There were certainly better comedic actors who could and should have been recognized for their work in 2011. With the Golden Globes, it’s more about welcome familiarity, at least with the famous faces. Gleeson’s nomination was as much of a surprise as it was back when he was nominated for In Bruges (they gave the award to his co-star Farrell that year). Hot Fuzz was at least a farce that had more memorable one liners and action; the height of cleverness in The Guard is Boyle’s political incorrectness.

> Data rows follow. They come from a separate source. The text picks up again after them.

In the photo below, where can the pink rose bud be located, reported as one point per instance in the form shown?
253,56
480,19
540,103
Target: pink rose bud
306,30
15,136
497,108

Final Thought – The slow pace makes it hard to enjoy.
By: Dustin Chase W.
Editor: Michael Woody
Dr. Donna Copeland’s
This is a quirky film with lots of humor and excitement. John Michael McDonagh wrote the script and directed a fine cast in a story with originality and surprising twists and turns. It has its tender, thoughtful moments as well, along with moments testing the characters’ ethics and morality. Brendan Gleeson as Sergeant Boyle and Don Cheadle as FBI agent Wendell Everett are an unlikely pair—one a seeming buffoon and one an educated by-the-rules man—charged with subverting a multi-million dollar drug delivery and arresting the criminals. If ever trust needed to be earned, it’s between these two
The laughs come in unlikely places such as racist and cultural stereotyping, criminals talking and arguing about philosophers and their ideas, a child being a step ahead of his elders, and bending the rules to get to the truth. The refreshing part is that the humor is not really at anyone’s expense; it’s more like the writer showing humans being human.
Along with the script, the actors are top-notch, including the two main characters, but also colorful figures such as Boyle’s mother (Fionnula Flanagan), a young boy Eugene (Michael Og Lane) whom Boyle pumps for information, a rookie cop (Rory Keenan), and of course, the three criminals (Liam Cunningham, David Wilmot, Mark Strong).
The Irish dialog is difficult to understand at times, but persistence in listening carefully pays off. There are so many laughs and good lines, it’s no big loss to miss a few.